Organized by poet, caregiver, and printmaker Amanda Huckins, Creating More Hours: A Temporal Commons offers humanly-scaled models for combining creative practice, social connection, and mutual caregiving. During a series of workshops designed to expand and reclaim time through cooperative caregiving, the gallery space functions as a "temporal commons" for caregivers and their children. 

During the second workshop in the series on Saturday, March 23rd from 2pm - 4pm, musician and therapist Ameen Wahba will help participants use interactive musical technology to explore how touch, connection, and shared experiences can build meaningful relationships.

Caregivers with children between the ages of 3- and 12-years-old are invited to participate. Please register to attend. This workshop can accommodate ten participants. 

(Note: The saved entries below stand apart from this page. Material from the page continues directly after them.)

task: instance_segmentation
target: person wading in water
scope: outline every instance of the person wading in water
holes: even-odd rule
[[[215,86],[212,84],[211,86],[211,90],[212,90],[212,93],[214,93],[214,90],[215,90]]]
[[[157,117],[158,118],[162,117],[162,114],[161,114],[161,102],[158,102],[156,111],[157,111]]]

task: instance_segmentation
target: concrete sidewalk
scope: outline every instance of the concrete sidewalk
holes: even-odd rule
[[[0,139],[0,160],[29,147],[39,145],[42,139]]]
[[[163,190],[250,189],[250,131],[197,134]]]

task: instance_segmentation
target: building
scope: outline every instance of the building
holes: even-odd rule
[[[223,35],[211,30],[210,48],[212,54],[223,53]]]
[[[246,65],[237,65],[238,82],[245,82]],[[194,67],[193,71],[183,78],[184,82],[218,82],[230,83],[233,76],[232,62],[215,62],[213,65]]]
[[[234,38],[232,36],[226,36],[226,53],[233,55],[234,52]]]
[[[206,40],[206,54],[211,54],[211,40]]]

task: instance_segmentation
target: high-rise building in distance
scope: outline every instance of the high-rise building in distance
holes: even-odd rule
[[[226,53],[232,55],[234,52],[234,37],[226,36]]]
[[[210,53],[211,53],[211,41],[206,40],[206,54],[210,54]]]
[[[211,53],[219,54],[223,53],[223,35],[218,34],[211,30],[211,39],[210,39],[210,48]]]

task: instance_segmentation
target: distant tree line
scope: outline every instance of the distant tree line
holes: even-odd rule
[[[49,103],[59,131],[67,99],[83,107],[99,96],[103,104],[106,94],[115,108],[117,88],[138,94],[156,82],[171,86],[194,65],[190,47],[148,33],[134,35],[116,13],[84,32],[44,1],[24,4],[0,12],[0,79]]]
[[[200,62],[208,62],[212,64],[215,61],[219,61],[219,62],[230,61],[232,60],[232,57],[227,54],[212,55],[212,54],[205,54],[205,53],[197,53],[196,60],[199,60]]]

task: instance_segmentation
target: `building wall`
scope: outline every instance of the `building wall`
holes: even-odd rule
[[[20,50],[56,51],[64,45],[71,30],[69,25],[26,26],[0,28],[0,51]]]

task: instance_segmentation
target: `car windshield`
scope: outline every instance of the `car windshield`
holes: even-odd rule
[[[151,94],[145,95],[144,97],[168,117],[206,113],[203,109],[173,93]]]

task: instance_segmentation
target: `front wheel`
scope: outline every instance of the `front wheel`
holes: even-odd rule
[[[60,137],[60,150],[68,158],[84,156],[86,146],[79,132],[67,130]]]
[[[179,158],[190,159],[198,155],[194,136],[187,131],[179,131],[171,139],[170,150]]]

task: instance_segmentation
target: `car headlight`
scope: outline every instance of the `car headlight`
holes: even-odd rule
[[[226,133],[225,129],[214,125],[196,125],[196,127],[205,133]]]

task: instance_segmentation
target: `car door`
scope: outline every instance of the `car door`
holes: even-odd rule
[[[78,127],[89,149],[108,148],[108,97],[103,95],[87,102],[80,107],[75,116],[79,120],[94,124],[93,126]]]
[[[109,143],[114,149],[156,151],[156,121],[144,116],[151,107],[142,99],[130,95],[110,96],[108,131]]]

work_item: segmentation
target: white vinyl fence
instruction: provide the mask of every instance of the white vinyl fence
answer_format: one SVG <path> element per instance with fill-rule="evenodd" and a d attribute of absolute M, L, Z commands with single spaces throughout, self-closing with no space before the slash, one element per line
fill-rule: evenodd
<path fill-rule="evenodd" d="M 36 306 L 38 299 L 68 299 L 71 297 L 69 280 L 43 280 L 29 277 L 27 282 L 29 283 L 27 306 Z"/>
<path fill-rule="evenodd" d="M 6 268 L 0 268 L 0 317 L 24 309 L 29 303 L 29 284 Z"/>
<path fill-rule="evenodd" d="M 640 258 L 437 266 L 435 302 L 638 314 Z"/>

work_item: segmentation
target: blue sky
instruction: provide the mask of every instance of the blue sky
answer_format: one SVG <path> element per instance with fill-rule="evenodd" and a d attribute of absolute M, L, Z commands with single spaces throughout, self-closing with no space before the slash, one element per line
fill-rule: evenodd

Collaborative care that allows participants to cycle between caregiving and artmaking is an integral part of  this workshop. Workshop participants should expect to share in both caregiving and artmaking activities! 

Generator Space is wheelchair accessible and located on a fairly busy street with a decent amount of traffic. Please use crosswalks for safety. Unmetered street parking is available on Vinton Street, 18th Street, and neighborhood streets to the north and west of the space. 

Generator Series programming is presented with support from the Nebraska Arts Council and the Nebraska Cultural Endowment.

About the Artists:

Ameen Wahba (he/him) is an arab-american multidisciplinary artist and psychotherapist living in Omaha, NE - the ancestral homeland of the Omaha, Ponca, Otoe-Missouria and Ioway tribes. He is interested in exploring the liminal space between synthetic and organic modes of being in his art, activism, and therapy practice.

Amanda Huckins is a Nebraskan poet whose work has been published in booklet form as "Trying to End the War" (merrily merrily merrily merrily, 2017) and featured in A Dozen Nothing (adozennothing.com), among other places on paper and online. In her weekday hours, Amanda is an Early Head Start educator and participates in building the brain architecture for social emotional and cognitive development in infants and toddlers. In addition to her paid work, Amanda is a grassroots organizer who works alongside fellow community members to build self-determination, forge non-transactional relationships, and create radical free spaces (such as past DIY spaces The Commons in Lincoln, NE and Media Corp. in Omaha). She is also a letterpress printer who produces posters and other ephemera in her garage print studio, where she teaches typesetting to anyone who wants to learn.